SECTOR TALLY: Six of the 10 sectors in the S&P 500 index moved higher, with materials stocks leading the gainers. Energy stocks posted the biggest decline, 2.3 percent.
RIDING HIGH: Martin Marietta Materials vaulted 11.1 percent after the construction materials company reported a sharp increase in earnings. The stock was the biggest gainer in the S&P 500 index, climbing $13.11 to $130.96.
A BOOST: Boston Scientific climbed 4.7 percent after the medical device maker said the Centers for Medicare and Medicaid will cover an additional key treatment for its Watchman device. The stock added 75 cents to $16.83.
SALES CONCERNS: Viacom tumbled 18 percent after the owner of Nickelodeon, MTV, Comedy Central and Paramount Pictures reported a worse-than-expected drop in fourth-quarter revenue on lower ad sales. The stock dropped $7.54 to $34.31.
OIL EFFECT: Several energy sector companies slumped as the slide in crude oil prices deepened. Consol Energy lost 88 cents, or 10.2 percent, to $7.68, while Southwestern Energy fell $1.08, or 13.6 percent, to $8.26. Murphy Oil slid $1.30, or 6.8 percent, to $17.93.
MIXED RESULTS: Bristow Group tumbled 26.5 percent after the helicopter services company reported better-than-expected fiscal third-quarter profit, but revenue fell short of forecasts. The stock lost $4.90 to $13.58.
ROUGH GOING: Stock markets have endured a torrid start to the year as investors have fretted over a number of issues, including the fall in the price of oil to multi-year lows, a slowdown in China and whether many parts of the global economy will fall into recession and suffer a debilitating period of deflation, or falling prices. Global equities have now lost about $6 trillion since the start of the year. In January, that was largely due to worries over the slowdown in China and the slump in the price of oil.
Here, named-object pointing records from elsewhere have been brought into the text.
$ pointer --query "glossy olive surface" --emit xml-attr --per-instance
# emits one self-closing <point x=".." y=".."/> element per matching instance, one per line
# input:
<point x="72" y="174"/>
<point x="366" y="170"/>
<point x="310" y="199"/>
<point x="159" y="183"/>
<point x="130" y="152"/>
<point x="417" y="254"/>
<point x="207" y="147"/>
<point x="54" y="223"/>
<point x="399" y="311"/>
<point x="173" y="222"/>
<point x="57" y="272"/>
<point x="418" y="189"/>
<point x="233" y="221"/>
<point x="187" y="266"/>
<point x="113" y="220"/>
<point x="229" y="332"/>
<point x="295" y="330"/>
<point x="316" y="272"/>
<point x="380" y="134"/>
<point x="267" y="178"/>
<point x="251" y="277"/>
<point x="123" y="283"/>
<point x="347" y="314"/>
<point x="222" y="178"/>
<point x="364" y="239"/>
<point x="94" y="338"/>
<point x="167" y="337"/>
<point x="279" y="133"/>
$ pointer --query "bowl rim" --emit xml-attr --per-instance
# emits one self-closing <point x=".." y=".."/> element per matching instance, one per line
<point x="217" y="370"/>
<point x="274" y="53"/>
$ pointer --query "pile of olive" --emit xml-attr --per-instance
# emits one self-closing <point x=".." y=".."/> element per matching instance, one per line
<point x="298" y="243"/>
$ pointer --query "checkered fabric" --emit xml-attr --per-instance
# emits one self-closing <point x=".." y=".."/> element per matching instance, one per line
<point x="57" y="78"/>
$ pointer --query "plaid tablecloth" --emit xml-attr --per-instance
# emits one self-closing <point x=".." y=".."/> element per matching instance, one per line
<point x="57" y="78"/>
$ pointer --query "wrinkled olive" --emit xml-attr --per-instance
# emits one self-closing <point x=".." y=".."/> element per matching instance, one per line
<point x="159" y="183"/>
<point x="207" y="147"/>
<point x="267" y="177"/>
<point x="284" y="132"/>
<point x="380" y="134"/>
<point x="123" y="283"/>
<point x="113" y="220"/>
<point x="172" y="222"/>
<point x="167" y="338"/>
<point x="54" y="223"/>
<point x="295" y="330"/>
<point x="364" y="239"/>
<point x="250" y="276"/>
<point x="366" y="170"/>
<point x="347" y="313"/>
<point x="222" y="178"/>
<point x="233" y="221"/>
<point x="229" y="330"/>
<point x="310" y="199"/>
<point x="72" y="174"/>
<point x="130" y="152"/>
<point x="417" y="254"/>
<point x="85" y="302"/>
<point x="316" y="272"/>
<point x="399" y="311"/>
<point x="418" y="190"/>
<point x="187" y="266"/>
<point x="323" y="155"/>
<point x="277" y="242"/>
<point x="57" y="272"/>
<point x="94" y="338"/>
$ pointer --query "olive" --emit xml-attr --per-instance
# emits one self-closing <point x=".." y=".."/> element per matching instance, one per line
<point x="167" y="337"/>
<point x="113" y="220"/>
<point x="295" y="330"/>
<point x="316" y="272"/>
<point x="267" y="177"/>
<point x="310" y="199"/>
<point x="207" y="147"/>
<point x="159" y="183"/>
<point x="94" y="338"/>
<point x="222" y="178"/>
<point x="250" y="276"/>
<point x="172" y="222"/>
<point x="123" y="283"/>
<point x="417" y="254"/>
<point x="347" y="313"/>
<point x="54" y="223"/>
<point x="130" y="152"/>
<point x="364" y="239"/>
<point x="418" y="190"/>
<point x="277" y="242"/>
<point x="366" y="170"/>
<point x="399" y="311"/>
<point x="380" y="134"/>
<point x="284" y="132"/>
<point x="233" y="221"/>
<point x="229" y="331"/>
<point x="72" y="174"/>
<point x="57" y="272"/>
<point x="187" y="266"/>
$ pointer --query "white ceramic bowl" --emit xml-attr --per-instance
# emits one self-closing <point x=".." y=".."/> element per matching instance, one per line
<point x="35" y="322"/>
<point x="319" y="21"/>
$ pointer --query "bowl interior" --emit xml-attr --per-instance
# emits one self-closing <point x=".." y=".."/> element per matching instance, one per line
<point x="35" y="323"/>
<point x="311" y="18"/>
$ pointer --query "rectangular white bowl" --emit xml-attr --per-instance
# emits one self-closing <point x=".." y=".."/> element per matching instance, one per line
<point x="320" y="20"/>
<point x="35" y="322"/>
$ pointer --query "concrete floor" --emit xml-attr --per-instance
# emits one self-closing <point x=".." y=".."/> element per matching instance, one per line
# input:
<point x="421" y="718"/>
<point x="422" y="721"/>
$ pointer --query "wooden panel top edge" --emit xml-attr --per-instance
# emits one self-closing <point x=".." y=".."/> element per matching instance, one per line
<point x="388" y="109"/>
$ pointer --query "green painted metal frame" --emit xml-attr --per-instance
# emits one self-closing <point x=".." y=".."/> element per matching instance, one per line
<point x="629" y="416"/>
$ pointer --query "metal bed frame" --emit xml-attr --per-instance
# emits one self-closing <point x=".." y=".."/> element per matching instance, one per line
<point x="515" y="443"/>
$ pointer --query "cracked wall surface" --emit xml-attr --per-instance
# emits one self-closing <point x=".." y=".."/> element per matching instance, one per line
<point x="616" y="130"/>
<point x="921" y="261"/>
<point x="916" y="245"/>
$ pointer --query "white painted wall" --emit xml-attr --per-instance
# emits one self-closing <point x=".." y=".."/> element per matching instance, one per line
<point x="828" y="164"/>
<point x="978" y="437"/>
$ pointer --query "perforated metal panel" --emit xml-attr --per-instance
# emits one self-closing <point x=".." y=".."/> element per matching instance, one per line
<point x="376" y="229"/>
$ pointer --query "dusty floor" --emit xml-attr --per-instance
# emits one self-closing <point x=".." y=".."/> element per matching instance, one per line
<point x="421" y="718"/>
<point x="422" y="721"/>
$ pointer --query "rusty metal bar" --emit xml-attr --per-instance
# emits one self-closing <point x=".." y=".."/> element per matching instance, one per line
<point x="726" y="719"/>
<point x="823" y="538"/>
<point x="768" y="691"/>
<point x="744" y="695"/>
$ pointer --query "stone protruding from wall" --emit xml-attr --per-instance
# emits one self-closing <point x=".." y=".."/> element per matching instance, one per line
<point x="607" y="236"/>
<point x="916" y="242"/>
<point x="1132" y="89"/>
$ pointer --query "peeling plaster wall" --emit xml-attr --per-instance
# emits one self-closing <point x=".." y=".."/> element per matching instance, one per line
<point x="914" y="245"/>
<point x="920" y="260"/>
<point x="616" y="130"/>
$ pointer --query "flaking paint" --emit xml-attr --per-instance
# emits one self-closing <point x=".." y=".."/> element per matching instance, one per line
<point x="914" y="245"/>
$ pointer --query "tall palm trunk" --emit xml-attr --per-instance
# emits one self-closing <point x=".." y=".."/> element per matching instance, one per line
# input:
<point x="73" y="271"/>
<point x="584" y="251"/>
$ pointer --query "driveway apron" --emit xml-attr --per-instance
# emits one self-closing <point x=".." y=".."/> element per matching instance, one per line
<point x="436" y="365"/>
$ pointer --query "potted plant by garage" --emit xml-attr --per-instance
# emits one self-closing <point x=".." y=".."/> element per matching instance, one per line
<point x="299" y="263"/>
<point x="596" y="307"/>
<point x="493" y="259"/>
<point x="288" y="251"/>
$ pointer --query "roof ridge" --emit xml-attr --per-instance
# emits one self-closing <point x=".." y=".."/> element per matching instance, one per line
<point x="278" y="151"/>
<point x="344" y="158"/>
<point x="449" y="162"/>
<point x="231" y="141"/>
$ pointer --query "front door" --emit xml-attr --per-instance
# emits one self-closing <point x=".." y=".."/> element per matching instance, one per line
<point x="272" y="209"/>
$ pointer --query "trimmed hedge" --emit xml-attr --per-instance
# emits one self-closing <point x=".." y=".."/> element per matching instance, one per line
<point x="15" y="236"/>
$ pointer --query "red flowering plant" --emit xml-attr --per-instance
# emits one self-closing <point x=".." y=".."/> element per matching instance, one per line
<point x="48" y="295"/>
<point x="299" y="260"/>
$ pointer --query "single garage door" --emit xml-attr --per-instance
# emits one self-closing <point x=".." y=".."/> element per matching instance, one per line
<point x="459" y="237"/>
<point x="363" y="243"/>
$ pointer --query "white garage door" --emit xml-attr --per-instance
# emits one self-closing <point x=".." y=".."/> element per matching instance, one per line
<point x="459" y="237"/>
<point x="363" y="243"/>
EYES ON THE FED: Yellen is scheduled to addresses Congress over two days Wednesday. Yellen will outline the central bank’s outlook on the economy. Investors will be watching for hints about when the Fed will make its next move to raise its key interest rate. Most analysts and investors think the Fed will raise rates fewer than four times this year, if at all.
EUROPEAN MARKETS: Stocks managed to eke out early gains in Europe before succumbing to another bout of selling. The FTSE 100 index of leading British shares was down 1 percent, while Germany’s DAX fell 1.1 percent. The CAC-40 in France was 1.7 percent lower.
ASIA’S DAY: Japan’s Nikkei index tumbled 5.4 percent and the interest rate on the country’s benchmark bond dropped into negative territory for the first time. The yields on Japan’s bonds have been low for years as the country kept its interest rates at or near zero.
ENERGY: Crude oil prices fell sharply for the second day in a row Tuesday. Benchmark U.S. crude oil dropped $1.75, or 5.6 percent, to close at $27.94 a barrel in New York. Brent crude, a benchmark for international oils, fell $2.56, or 7.8 percent, to close at $30.21 a barrel in London. The International Energy Agency, which advises countries on energy policy, said oil prices will continue to come under pressure as supply is set to outpace demand this year.
METALS: Precious metals prices were mixed. Gold rose 70 cents, or 0.1 percent, to $1,198.60 an ounce and silver inched up 2 cents, or 0.1 percent, to $15.44 an ounce. Copper, an industrial metal that will often rise and fall along with investor’s optimism about the global economy, fell 5 cents, or 2.4 percent, to $2.04 a pound.
BONDS AND CURRENCIES: Bond prices rose. The yield on the 10-year Treasury note fell to 1.73 percent from 1.75 percent late Monday. The dollar was down at 114.99 yen from 115.58 yen. As recently as the end of January, the dollar was trading above 121 yen. The euro up $1.1286 from $1.1186.